The idea is that you need to let some time pass after making a reading, then make another reading after the ADC has stabilized. Here's a function I have been using:

int safeAnalogRead(int pin)
{
  int x = analogRead(pin);  // make an initial reading to set up the ADC
  delay(10);                // let the ADC stabilize
  x = analogRead(pin);      // toss the first reading and take one we will keep
  delay(10);                // delay again to be friendly to future readings
  return x;
}

I'm still having trouble getting an accurate reading of several potentiometers connected to the analog pins configured as a voltage dividers between vcc and ground, but at least now the values are stable.

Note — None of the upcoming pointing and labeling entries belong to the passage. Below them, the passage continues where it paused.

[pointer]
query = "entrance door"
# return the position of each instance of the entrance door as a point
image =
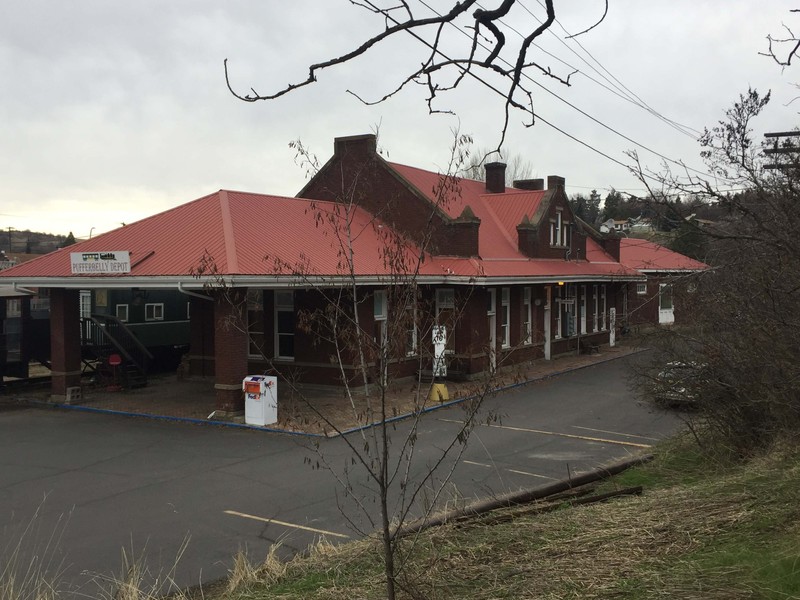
(547, 303)
(491, 315)
(86, 312)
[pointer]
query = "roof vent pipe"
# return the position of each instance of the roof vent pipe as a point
(495, 178)
(532, 185)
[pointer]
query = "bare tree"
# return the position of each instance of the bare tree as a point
(517, 166)
(484, 48)
(783, 49)
(740, 336)
(385, 467)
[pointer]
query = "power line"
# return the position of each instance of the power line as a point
(568, 103)
(632, 97)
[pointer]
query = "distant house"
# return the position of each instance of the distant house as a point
(622, 225)
(653, 301)
(641, 225)
(528, 280)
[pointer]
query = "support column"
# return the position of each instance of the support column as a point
(65, 342)
(201, 338)
(230, 349)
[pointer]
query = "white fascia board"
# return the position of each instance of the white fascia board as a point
(285, 281)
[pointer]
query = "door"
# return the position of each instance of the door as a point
(491, 316)
(547, 303)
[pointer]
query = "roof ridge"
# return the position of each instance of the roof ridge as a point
(227, 232)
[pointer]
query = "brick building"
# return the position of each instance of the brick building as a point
(508, 270)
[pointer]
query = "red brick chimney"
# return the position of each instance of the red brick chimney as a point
(554, 181)
(495, 178)
(532, 185)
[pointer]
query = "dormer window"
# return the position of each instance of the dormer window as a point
(559, 226)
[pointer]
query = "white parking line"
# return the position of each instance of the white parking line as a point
(470, 462)
(640, 437)
(284, 524)
(557, 434)
(530, 474)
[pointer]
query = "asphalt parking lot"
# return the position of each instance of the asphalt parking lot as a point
(105, 483)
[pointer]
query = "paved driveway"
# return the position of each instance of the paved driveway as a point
(106, 483)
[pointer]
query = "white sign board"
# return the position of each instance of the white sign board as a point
(91, 263)
(439, 343)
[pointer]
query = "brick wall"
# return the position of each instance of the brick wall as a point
(65, 341)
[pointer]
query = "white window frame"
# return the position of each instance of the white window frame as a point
(379, 305)
(283, 306)
(256, 343)
(154, 311)
(666, 315)
(13, 307)
(527, 317)
(122, 308)
(583, 310)
(559, 225)
(85, 304)
(380, 313)
(505, 317)
(446, 300)
(559, 310)
(412, 335)
(572, 310)
(603, 320)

BTW, it could be argued that since you have a delay after the first reading, it isn't necessary to have the second delay. This might matter if you call safeAnalogRead() twice in quick succession on two different pins.

0
JonasB On

Is it noise or a bad value? I did a little test routine that looks at a pin and checks it against previous max and min values. I printed it to the serial monitor whenever a new boundary value showed up. If the wrong value is stable, check the circuit. If its noisey around a valid value, a digital low pass filter works pretty well. Take 34 readings of the pot. Find the highest and lowest values and discard those. Then take the average of the remaining 32 readings. I saw a 90% improvement in my setup (40 count error down to 3). 36 readings with 2 high and 2 low discarded would probably improve things further. If you have the time, you can do a double pass filter. Do this same process 34 times, then throw away the high and low and average it again. All together this is 34 x 34 readings, so noise should go away, but you are taking a long time to get a sample and a pot change will take awhile to get detected. To help with the time, I read the pot every pass through the main loop and save each value in a circular buffer. When I need to read a pot, I look at the historical 33 readings along with a 34th new one.